At this point, it was noon. I told her I was going to participate in a peer’s mid-year consultation from 12:30 to 2. She said to rejoin her at 3, which should give me time to have lunch, research the spiritual beliefs of a certain obscure ethnic group, go visit a patient of that group, and, time permitting, a second patient.
We get 30 minutes for lunch and two 15-minute breaks, but we can configure this as desired, so I don’t usually take breaks and instead have an hour-long lunch.
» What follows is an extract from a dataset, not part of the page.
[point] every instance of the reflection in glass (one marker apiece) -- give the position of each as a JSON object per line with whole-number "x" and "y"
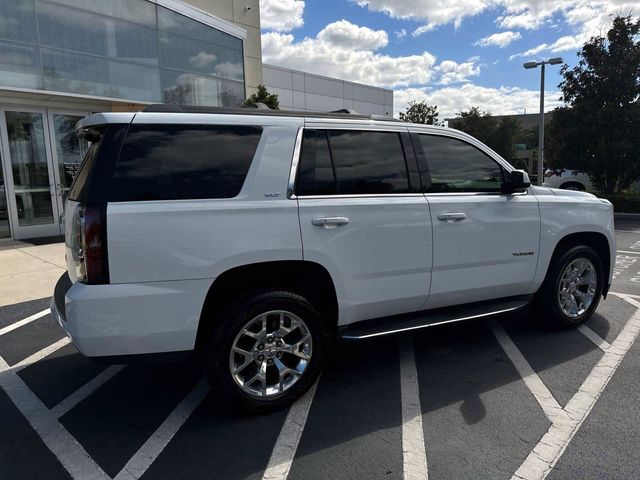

I couldn’t figure out how I was going to have my lunch and do all that other stuff in the allotted time. Delia said she eats at her desk and sometimes doesn’t eat, which alarmed me a little, partly because one of her specialties is self-care and avoiding burnout. but mainly because I have no intention of ever skipping lunch.
I went to my colleague’s consultation and then back to the student office where something lucky happened: the two people who were in there happened to know all about the topic I was supposed to research. In 90 seconds, they explained the key points of this group’s spiritual beliefs, saving me 20 minutes on the computer. I ate and went to see the patient, who was unresponsive, anyway, and then to see the other patient, who was not interested in speaking with a chaplain, and then charted both visits.
When Delia later asked me what I’d learned, I was able to report that I’d learned this, that and the other and seen both patients. She reviewed one of my chart notes and gave me feedback. She said she wants palliative care notes to be listed as such; my notes are listed as spiritual care. I could easily be changed in the system to be a part of the palliative care group, but I’m not in fact a palliative care chaplain, and also, when I’m on call, I would need my notes to display as spiritual care notes. Therefore, Delia said just to tell her what I do and she’ll do the charting. I felt a slight pang that I might not have any chart notes to show for these next two months, but I don’t really care that much. Also, she might get sick of this chore and think of some way for me to do it.